2007-06-02 Uros Bizjak <ubizjak@gmail.com>

* config/i386/i386.md ("sse4_1_blendvpd"): Require "z" class XMM
register for operand[3]. Adjust asm template.
("sse4_1_blendvpd"): Ditto.
("sse4_1_pblendvb"): Ditto.
* config/i386/i386.c (ix86_expand_sse_4_operands_builtin): Call
safe_vector_operand() if input operand is VECTOR_MODE_P operand. Do not
force operands[3] into xmm0 register for variable blend instructions.
(ix86_expand_sse_pcmpestr): Do not check operands for
"register_operand", when insn operand predicate is "register_operand".
(ix86_expand_sse_pcmpistr): Ditto.


Uros.
Index: sse.md
===================================================================
--- sse.md	(revision 125279)
+++ sse.md	(working copy)
@@ -5844,10 +5844,10 @@
   [(set (match_operand:V2DF 0 "register_operand" "=x")
 	(unspec:V2DF [(match_operand:V2DF 1 "register_operand"  "0")
 		      (match_operand:V2DF 2 "nonimmediate_operand" "xm")
-		      (reg:V2DF 21)]
+		      (match_operand:V2DF 3 "register_operand" "z")]
 		     UNSPEC_BLENDV))]
   "TARGET_SSE4_1"
-  "blendvpd\t{%%xmm0, %2, %0|%0, %2, %%xmm0}"
+  "blendvpd\t{%3, %2, %0|%0, %2, %3}"
   [(set_attr "type" "ssemov")
    (set_attr "prefix_extra" "1")
    (set_attr "mode" "V2DF")])
@@ -5856,10 +5856,10 @@
   [(set (match_operand:V4SF 0 "register_operand" "=x")
 	(unspec:V4SF [(match_operand:V4SF 1 "register_operand" "0")
 		      (match_operand:V4SF 2 "nonimmediate_operand" "xm")
-		      (reg:V4SF 21)]
+		      (match_operand:V4SF 3 "register_operand" "z")]
 		     UNSPEC_BLENDV))]
   "TARGET_SSE4_1"
-  "blendvps\t{%%xmm0, %2, %0|%0, %2, %%xmm0}"
+  "blendvps\t{%3, %2, %0|%0, %2, %3}"
   [(set_attr "type" "ssemov")
    (set_attr "prefix_extra" "1")
    (set_attr "mode" "V4SF")])
@@ -5927,10 +5927,10 @@
   [(set (match_operand:V16QI 0 "register_operand" "=x")
 	(unspec:V16QI [(match_operand:V16QI 1 "register_operand"  "0")
 		       (match_operand:V16QI 2 "nonimmediate_operand" "xm")
-		       (reg:V16QI 21)]
+		       (match_operand:V16QI 3 "register_operand" "z")]
 		      UNSPEC_BLENDV))]
   "TARGET_SSE4_1"
-  "pblendvb\t{%%xmm0, %2, %0|%0, %2, %%xmm0}"

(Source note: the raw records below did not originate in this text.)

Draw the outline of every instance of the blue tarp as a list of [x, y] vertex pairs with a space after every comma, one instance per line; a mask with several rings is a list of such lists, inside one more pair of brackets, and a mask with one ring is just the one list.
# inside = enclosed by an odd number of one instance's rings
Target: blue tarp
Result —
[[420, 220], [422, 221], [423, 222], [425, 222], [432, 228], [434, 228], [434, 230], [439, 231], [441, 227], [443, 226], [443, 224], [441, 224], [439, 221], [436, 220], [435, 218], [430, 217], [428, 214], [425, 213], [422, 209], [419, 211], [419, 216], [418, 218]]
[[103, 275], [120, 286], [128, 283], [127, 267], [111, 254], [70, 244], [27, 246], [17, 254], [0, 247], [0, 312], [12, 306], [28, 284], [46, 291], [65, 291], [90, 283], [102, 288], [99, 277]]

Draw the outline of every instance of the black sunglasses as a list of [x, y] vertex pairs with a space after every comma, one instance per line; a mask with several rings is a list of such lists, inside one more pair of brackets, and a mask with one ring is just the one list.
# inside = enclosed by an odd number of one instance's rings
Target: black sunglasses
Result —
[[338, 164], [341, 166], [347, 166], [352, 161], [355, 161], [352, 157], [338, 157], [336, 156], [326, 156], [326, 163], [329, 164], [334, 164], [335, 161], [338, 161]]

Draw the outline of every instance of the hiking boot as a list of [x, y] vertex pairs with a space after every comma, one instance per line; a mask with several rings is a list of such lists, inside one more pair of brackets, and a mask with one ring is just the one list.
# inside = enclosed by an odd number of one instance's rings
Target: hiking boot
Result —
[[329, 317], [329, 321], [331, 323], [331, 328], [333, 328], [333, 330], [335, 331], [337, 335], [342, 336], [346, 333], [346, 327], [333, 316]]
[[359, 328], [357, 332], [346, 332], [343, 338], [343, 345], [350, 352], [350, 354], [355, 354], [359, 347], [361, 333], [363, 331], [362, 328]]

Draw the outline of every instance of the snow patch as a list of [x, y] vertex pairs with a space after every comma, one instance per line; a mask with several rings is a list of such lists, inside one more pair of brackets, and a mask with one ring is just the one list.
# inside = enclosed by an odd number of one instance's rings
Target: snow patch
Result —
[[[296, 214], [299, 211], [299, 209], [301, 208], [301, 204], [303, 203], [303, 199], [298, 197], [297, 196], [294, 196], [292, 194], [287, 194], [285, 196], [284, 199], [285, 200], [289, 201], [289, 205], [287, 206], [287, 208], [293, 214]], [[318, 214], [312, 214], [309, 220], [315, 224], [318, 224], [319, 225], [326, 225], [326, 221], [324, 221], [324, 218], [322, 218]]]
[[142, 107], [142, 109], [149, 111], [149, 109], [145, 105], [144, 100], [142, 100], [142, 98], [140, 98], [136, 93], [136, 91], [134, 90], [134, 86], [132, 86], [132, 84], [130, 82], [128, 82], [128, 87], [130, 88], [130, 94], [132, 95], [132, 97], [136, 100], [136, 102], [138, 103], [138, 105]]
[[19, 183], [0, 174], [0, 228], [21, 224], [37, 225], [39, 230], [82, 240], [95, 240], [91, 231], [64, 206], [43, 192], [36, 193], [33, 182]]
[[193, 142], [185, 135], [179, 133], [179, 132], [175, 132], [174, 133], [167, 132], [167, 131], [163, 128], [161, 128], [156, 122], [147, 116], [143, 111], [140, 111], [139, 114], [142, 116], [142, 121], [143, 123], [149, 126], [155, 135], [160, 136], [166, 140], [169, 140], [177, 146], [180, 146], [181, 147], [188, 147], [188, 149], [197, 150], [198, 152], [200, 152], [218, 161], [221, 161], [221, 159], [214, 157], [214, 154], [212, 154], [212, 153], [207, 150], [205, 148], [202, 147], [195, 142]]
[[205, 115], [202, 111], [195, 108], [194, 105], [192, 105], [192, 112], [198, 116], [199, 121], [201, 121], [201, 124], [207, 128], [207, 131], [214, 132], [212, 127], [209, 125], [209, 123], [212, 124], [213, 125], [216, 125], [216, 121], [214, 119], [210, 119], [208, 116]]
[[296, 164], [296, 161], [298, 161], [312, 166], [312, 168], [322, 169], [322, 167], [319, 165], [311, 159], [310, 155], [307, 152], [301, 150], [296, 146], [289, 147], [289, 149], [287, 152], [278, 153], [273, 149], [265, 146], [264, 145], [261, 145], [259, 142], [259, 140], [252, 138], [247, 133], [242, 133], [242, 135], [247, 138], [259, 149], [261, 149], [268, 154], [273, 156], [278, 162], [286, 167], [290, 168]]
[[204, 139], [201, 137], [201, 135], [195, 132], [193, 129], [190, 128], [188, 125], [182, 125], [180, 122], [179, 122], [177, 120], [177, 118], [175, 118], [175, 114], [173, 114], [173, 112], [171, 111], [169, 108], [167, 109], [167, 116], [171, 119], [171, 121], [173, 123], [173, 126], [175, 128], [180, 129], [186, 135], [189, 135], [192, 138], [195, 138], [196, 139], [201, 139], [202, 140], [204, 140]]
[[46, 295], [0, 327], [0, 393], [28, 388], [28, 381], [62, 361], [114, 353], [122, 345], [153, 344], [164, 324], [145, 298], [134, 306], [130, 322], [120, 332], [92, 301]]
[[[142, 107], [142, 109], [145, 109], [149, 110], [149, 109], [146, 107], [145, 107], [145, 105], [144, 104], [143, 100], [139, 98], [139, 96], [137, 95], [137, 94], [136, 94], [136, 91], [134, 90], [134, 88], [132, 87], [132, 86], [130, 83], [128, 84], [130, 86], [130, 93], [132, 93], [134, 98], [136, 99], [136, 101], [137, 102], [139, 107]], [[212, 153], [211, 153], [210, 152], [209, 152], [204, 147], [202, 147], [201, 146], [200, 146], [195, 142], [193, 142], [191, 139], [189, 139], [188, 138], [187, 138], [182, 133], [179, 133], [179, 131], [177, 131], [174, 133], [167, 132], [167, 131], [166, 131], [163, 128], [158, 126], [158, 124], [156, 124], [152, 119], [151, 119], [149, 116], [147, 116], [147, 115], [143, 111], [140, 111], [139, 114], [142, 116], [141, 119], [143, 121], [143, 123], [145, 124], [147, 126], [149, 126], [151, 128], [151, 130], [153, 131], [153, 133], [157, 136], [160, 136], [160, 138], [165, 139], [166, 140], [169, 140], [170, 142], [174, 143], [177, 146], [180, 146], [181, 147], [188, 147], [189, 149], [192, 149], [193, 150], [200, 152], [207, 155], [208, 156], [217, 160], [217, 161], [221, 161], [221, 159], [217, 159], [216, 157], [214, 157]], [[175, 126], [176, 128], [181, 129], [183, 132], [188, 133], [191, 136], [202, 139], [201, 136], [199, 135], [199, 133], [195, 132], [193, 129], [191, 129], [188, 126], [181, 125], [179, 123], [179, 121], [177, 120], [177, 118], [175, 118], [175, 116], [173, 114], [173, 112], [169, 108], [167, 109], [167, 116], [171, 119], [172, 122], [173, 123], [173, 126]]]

+  "pblendvb\t{%3, %2, %0|%0, %2, %3}"
   [(set_attr "type" "ssemov")
    (set_attr "prefix_extra" "1")
    (set_attr "mode" "TI")])
Index: i386.c
===================================================================
--- i386.c	(revision 125279)
+++ i386.c	(working copy)
@@ -16929,8 +16929,7 @@ static const struct builtin_description 
   { OPTION_MASK_ISA_SSE4_2, CODE_FOR_sse4_2_crc32di, 0, IX86_BUILTIN_CRC32DI, 0, 0 },
 };
 
-/* SSE builtins with 3 arguments and the last argument must be a 8 bit
-   constant or xmm0.  */
+/* SSE builtins with 3 arguments and the last argument must be an immediate or xmm0.  */
 static const struct builtin_description bdesc_sse_3arg[] =
 {
   /* SSE4.1 */
@@ -18279,51 +18278,48 @@ ix86_expand_sse_4_operands_builtin (enum
   rtx op1 = expand_normal (arg1);
   rtx op2 = expand_normal (arg2);
   enum machine_mode tmode = insn_data[icode].operand[0].mode;
-  enum machine_mode mode0 = insn_data[icode].operand[1].mode;
-  enum machine_mode mode1 = insn_data[icode].operand[2].mode;
-  enum machine_mode mode2;
-  rtx xmm0;
-
-  if (! (*insn_data[icode].operand[1].predicate) (op0, mode0))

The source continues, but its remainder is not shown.